Resource Management#
Have uv? ⚡
If you have uv installed, you can instantly open this page as a Jupyter notebook using opennb:
uvx --with "pipefunc[docs]" opennb pipefunc/pipefunc/docs/source/concepts/resource-management.md
This command creates an ephemeral environment with all dependencies and launches the notebook in your browser in 1 second - no manual setup needed! ✨.
Alternatively, run:
uv run https://raw.githubusercontent.com/pipefunc/pipefunc/refs/heads/main/get-notebooks.py
to download all documentation as Jupyter notebooks.
How to inspect the Resources inside a PipeFunc?#
Note
Using resouces requires an execution environment that supports resource management.
Currently, only the Adaptive Scheduler execution environment supports resource management, see SLURM integration.
In all cases, you can set and inspect the Resources object, but whether these resources are actually used depends on the execution environment.
When the resources_variable argument is provided, you can access the resources object inside the function to inspect the Resources associated with the PipeFunc.
Here’s an example:
from pipefunc import pipefunc, Pipeline
@pipefunc(
output_name="c",
resources={"memory": "1GB", "cpus": 2},
resources_variable="resources",
)
def f(a, b, resources):
print(f"Inside the function `f`, resources.memory: {resources.memory}")
print(f"Inside the function `f`, resources.cpus: {resources.cpus}")
return a + b
result = f(a=1, b=1)
print(f"Result: {result}")
Inside the function `f`, resources.memory: 1GB
Inside the function `f`, resources.cpus: 2
Result: 2
In this example, the resources argument is passed to the function f via the resources_variable parameter.
Inside the function, you can access the attributes of the Resources instance using resources.memory and resources.cpus.
As you can see, the function f has access to the resources object and can inspect its attributes directly.
Similarly, when using a Pipeline, you can inspect the Resources inside the functions:
@pipefunc(output_name="d", resources={"gpus": 4}, resources_variable="resources")
def g(c, resources):
print(f"Inside the function `g`, resources.gpus: {resources.gpus}")
return c * 2
pipeline = Pipeline([f, g])
result = pipeline(a=1, b=1)
print(f"Pipeline result: {result}")
Inside the function `f`, resources.memory: 1GB
Inside the function `f`, resources.cpus: 2
Inside the function `g`, resources.gpus: 4
Pipeline result: 4
In this case, the Pipeline consists of two functions, f and g, both of which have access to their respective resources objects.

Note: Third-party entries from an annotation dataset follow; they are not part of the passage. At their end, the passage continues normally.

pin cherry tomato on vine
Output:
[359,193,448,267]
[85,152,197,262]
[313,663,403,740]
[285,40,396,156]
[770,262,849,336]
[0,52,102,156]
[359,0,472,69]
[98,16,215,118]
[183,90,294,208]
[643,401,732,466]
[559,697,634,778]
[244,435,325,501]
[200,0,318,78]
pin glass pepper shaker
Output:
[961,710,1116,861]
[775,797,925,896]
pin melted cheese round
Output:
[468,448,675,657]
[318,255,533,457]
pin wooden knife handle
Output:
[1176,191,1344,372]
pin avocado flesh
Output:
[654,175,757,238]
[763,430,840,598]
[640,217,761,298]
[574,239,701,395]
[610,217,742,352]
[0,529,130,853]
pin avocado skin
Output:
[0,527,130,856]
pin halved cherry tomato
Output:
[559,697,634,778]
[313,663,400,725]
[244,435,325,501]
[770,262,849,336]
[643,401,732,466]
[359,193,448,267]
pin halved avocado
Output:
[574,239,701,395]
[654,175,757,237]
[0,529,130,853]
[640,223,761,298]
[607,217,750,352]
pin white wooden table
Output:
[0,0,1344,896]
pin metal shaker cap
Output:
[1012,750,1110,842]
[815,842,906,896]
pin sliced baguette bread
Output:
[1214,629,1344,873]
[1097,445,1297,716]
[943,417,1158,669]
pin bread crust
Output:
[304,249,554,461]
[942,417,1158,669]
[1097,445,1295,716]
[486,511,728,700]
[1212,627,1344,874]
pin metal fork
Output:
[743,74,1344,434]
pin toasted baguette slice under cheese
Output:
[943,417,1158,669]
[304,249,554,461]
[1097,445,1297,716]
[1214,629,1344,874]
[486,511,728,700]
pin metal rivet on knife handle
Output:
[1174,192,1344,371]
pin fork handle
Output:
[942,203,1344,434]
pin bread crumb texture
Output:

The function f can inspect resources.memory and resources.cpus, while the function g can inspect resources.gpus.
By using the resources_variable argument, you can pass the Resources instance directly to the functions, allowing them to inspect the resource information as needed.

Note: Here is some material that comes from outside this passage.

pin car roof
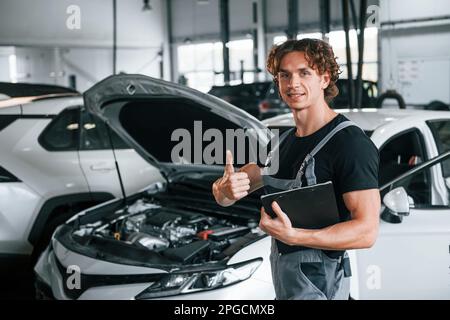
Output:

How to set the Resources dynamically, based on the input arguments?#
You can set the Resources for a PipeFunc dynamically based on the input arguments by providing a callable to the resources argument.

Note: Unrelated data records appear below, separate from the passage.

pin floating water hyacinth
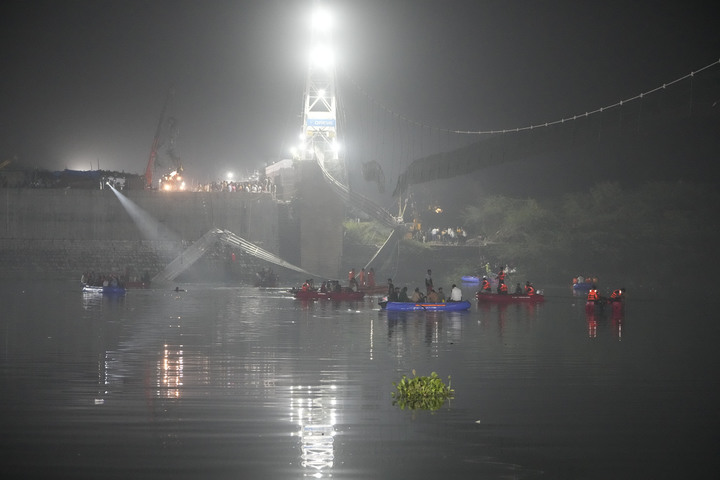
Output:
[392,370,455,410]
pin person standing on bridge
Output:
[367,267,375,288]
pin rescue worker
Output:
[498,267,505,283]
[587,284,600,303]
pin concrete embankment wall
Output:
[0,189,280,278]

This ensures lazy evaluation of the resources, allowing you to determine the resources at runtime based on the input arguments.
The callable should take a dictionary of input arguments and return a Resources instance.
Note
This becomes a powerful feature when combined with the resources_variable argument, but we first demonstrate it without using resources_variable.
See the next example for how to use it in combination with resources_variable.
Here’s an example that uses a function to determine the resources for a PipeFunc:
from pipefunc import pipefunc, Pipeline
from pipefunc.resources import Resources
def resources_func(kwargs):
gpus = kwargs["x"] + kwargs["y"]
print(f"Inside the resources function, gpus: {gpus}")
return Resources(gpus=gpus)
@pipefunc(output_name="out1", resources=resources_func)
def f(x, y):
return x * y
result = f(x=2, y=3)
print(f"Result: {result}")
Result: 6
In this case, f.resources is a callable that takes a dictionary of input arguments and returns a Resources instance with gpus set to the sum of x and y.
The f.resources callable is invoked with the dictionary of input arguments to determine the resources for that specific execution.
r = f.resources({"x": 2, "y": 3})
print(f"Resources: {r}")
Inside the resources function, gpus: 5
Resources: Resources(cpus=None, cpus_per_node=None, nodes=None, memory=None, gpus=5, time=None, partition=None, extra_args={}, parallelization_mode='external')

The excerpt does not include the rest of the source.